The Trojans lost to Oregon State, 56-48, in the first round of the Pac-12 Women’s Basketball Tournament in Las Vegas on Wednesday night. If you know anything about USC women’s hoops, you know the Trojans play great defense. They don’t usually send opponents to the foul line. They also struggle to score.
Therefore, if you were to imagine a worst-case scenario for USC in the one-and-done, single-elimination context of March tournament basketball, it would go something like this:
USC’s erratic offense failed to produce consistently good looks at the basket and endured several prolonged droughts.
USC panicked under tournament pressure and didn’t handle big moments well, in marked contrast to the balance of the regular season.
USC’s “defend without fouling” formula on defense was undermined by a tight whistle in a tournament setting, and by a lack of attention to detail.
All of those descriptions actually applied to USC’s loss versus Oregon State, which sends the Trojans home and gives them two weeks to work on their limitations before the NCAA Tournament begins.
In tournament basketball, great defensive teams hope they aren’t constrained by a tight whistle. It’s not a case of bad officiating so much as a certain standard of officiating catching a team by surprise.

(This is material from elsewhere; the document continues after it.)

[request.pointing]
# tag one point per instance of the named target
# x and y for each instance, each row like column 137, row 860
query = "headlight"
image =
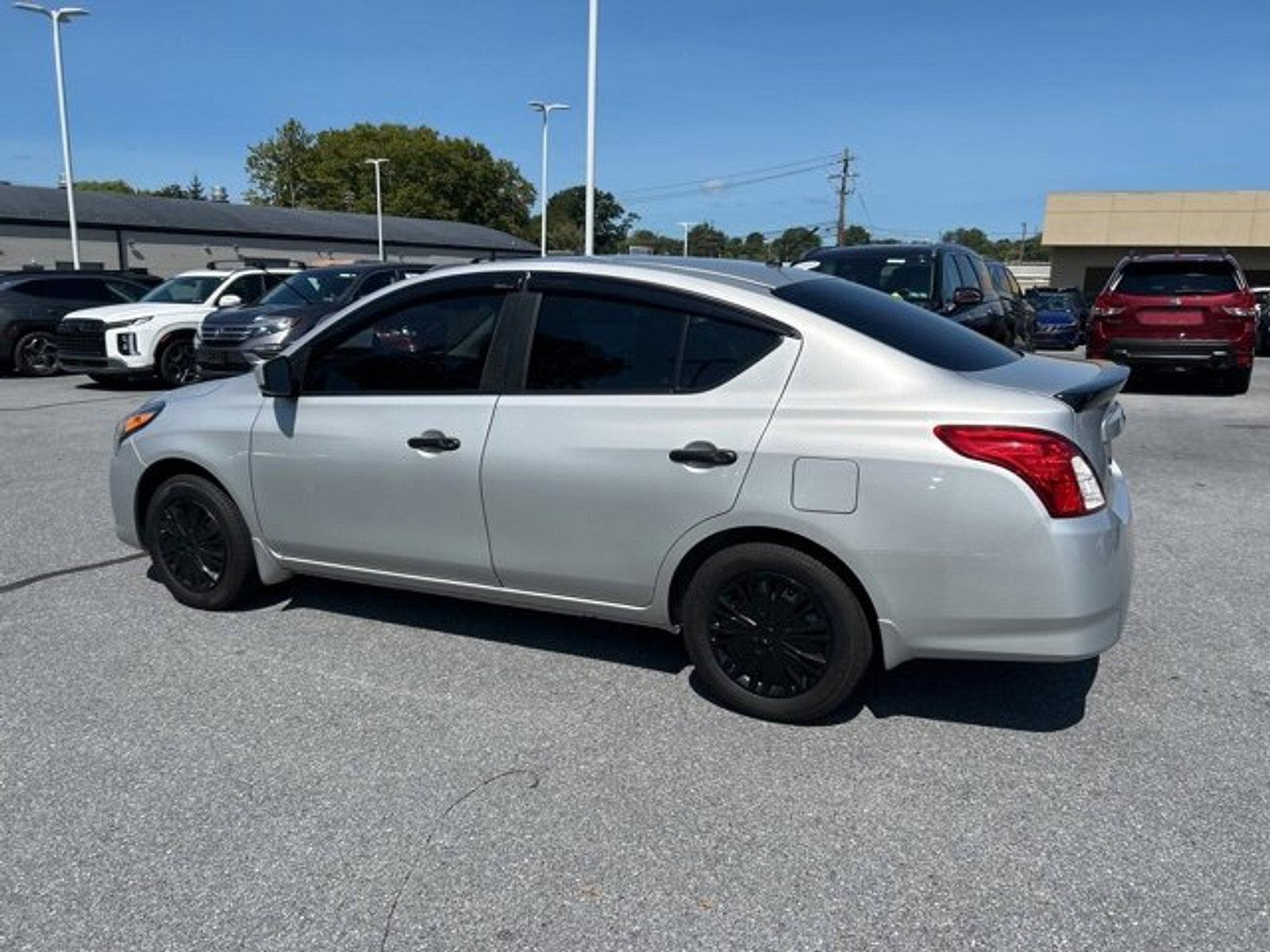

USC allowed just five free throw attempts to Oregon State in the first three quarters. It’s why the Trojans had a three-point lead after three quarters despite shooting under 35 percent. However, in the fourth quarter, Oregon State made 15 free throws. The Trojans didn’t allow many field goals. The Beavers made a parade to the foul line and won the game there. For the game, they were plus-14 in points scored on foul shots (19-5).
USC defensive stopper Rayah Marshall fouled out with 1:53 left on a hand-checking foul. Technically, according to the rule, the foul was legitimate and could have been called. However, a lot of those kinds of fouls aren’t called during games and weren’t called in the first three quarters of this particular game.

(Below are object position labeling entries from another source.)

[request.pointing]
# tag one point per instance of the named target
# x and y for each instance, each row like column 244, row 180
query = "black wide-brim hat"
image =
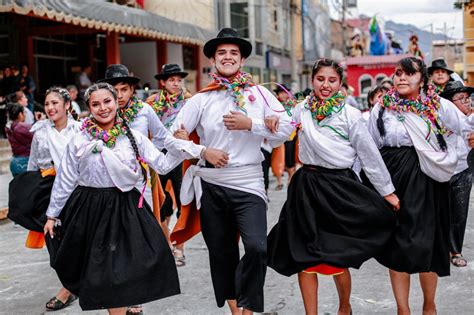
column 169, row 70
column 438, row 64
column 454, row 87
column 280, row 88
column 227, row 36
column 117, row 73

The lesson, though, for Marshall and USC: Don’t hand-check and give the referee a valid reason to make the call. The Trojans saw how a failure to adjust to the style of officiating can bring them down in a single-elimination situation.
Meanwhile, the Trojans shot just 29 percent from the field, with Destiny Littleton and Okako Adika combining to hit just 4 of 20 3-point shots. USC committed 15 turnovers and gave away entirely too many possessions on a night when the Trojans suffered several crippling scoring droughts.
All these failures occurred in a single-elimination tournament. The Trojans simply can’t continue to play with fire. They got burned.